GO is an Open Source programming language also known as Golang or GO language. It was developed by Google Engineers. errors.New and fmt.Errorf are the two methods used in GO to generate errors. These two methods are not sufficient to capture or report what exactly happened in the program. To tackle this and get more functionalities we can implement the standard library interface, error.
 

Syntax: 

type error interface {
   Error() string
}

 

This error interface contains a single Error() method which returns the message of an error in the form of a String. By implementing this method we can generate an error of our own type.

 

Example:

package main


import (
"fmt"
"os"
)


type MyError struct{}


func (m *MyError) Error() string {
return "boom"
}


func sayHello() (string, error) {
return "", &MyError{}
}


func main() {
s, err := sayHello()
if err != nil {
fmt.Println("unexpected error: err:", err)
os.Exit(1)
}
fmt.Println("The string:", s)
}

 

Output:

unexpected error: err: boom
exit status 1

Collecting Detailed Information in a Custom Error

Mostly, custom errors are the best way to generate detailed information about the errors in the programs. 

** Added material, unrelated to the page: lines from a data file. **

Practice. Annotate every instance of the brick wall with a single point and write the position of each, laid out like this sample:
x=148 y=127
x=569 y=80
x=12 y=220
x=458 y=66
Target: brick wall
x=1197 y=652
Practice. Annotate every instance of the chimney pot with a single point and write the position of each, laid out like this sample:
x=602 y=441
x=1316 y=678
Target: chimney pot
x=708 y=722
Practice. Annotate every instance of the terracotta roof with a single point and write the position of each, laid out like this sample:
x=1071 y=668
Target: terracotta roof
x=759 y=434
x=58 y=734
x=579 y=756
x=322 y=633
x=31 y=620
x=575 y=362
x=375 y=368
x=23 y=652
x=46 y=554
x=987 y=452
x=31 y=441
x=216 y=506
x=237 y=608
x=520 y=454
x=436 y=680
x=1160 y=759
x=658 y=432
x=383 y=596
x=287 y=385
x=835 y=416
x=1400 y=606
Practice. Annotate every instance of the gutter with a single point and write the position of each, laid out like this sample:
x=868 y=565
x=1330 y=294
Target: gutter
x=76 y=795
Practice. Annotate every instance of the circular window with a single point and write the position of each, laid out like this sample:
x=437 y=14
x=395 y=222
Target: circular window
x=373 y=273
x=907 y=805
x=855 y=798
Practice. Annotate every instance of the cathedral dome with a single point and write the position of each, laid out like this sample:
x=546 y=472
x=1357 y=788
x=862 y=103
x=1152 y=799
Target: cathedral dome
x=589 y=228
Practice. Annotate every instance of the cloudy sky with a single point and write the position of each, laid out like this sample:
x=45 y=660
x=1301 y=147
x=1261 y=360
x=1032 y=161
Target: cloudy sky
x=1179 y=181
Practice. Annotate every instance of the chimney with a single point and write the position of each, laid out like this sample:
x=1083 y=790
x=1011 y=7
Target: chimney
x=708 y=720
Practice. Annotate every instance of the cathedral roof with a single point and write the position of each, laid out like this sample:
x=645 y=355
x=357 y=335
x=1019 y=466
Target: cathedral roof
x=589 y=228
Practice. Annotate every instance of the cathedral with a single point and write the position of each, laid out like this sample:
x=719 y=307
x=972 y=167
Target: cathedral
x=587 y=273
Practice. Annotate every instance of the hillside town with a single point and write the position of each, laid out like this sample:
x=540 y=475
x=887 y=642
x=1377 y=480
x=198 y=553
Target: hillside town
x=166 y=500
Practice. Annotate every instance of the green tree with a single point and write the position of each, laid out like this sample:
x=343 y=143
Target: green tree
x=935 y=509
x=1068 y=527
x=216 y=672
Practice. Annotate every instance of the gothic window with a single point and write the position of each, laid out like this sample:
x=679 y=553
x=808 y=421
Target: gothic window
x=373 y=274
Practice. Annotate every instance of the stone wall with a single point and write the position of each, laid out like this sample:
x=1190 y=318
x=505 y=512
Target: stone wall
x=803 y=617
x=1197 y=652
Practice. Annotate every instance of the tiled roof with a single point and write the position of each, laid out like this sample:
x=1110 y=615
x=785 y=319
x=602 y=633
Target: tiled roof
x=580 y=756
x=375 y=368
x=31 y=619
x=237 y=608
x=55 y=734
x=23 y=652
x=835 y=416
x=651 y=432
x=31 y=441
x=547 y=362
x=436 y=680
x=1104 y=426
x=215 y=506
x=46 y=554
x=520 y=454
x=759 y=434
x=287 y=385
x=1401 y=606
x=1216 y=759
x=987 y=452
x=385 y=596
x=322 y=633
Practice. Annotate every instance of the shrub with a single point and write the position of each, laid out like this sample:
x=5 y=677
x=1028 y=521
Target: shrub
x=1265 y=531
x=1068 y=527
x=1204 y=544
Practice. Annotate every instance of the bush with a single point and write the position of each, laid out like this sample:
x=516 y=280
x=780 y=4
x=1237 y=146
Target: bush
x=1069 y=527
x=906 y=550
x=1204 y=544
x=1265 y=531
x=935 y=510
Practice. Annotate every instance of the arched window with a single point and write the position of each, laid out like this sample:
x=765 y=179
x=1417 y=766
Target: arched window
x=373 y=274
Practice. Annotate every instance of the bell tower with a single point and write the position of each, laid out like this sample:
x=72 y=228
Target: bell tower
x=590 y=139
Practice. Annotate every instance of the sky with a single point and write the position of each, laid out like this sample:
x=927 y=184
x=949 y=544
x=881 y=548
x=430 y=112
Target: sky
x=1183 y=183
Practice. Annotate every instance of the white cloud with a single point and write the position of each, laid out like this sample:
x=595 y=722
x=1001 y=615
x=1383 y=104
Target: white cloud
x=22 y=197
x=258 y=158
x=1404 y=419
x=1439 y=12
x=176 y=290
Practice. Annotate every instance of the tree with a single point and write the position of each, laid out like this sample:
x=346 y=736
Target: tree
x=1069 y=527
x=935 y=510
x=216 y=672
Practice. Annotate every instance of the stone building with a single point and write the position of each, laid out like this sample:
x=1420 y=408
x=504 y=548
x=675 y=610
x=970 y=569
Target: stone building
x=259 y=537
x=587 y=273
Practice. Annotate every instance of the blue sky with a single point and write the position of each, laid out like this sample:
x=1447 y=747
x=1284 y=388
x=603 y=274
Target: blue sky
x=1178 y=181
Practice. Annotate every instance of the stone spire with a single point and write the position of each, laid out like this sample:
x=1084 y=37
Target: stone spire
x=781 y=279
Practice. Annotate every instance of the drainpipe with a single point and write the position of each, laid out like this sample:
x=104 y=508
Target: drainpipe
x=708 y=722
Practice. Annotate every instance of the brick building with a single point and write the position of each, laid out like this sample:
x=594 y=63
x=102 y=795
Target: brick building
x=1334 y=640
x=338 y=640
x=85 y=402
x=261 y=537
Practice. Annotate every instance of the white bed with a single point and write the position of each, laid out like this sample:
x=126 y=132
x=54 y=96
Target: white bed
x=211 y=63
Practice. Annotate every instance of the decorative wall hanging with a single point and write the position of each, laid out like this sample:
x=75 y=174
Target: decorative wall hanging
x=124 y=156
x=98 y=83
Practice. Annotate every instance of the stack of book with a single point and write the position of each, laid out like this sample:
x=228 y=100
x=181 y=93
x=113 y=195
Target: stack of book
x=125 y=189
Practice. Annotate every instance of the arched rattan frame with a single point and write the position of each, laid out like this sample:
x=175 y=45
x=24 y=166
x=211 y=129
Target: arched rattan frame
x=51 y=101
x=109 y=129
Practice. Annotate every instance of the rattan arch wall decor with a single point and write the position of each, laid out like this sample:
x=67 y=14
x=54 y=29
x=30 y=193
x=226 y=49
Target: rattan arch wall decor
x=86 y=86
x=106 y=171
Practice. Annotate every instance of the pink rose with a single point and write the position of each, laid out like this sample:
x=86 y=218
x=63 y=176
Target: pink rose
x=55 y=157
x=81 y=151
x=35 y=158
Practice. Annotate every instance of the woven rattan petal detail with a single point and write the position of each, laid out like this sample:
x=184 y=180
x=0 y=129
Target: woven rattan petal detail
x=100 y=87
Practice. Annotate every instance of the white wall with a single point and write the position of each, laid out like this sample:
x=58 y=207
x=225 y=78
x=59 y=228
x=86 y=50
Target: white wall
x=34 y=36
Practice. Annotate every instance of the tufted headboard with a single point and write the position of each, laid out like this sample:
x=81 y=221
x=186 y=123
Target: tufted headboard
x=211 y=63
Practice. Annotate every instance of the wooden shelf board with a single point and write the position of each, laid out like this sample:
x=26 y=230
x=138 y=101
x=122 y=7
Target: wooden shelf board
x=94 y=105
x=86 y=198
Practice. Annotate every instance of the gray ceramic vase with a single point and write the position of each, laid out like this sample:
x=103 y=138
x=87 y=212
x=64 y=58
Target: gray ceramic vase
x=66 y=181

Let us understand this with an example. We will try to capture the status code of the error produced by an HTTP request.

 

Example:

package main


import (
"errors"
"fmt"
"os"
)


type RequestError struct {
StatusCode int


Err error
}


func (r *RequestError) Error() string {
return fmt.Sprintf("status %d: err %v", r.StatusCode, r.Err)
}


func doRequest() error {
return &RequestError{
StatusCode: 503,
Err:        errors.New("unavailable"),
}
}


func main() {
err := doRequest()
if err != nil {
fmt.Println(err)
os.Exit(1)
}
fmt.Println("success!")
}

Output:

status 503: err unavailable
exit status 1

We created a new instance of the RequestError struct. We provided the status code and the error to this instance using the errors.New function. Then using the fmt.Println, we printed the error as done in the previous example.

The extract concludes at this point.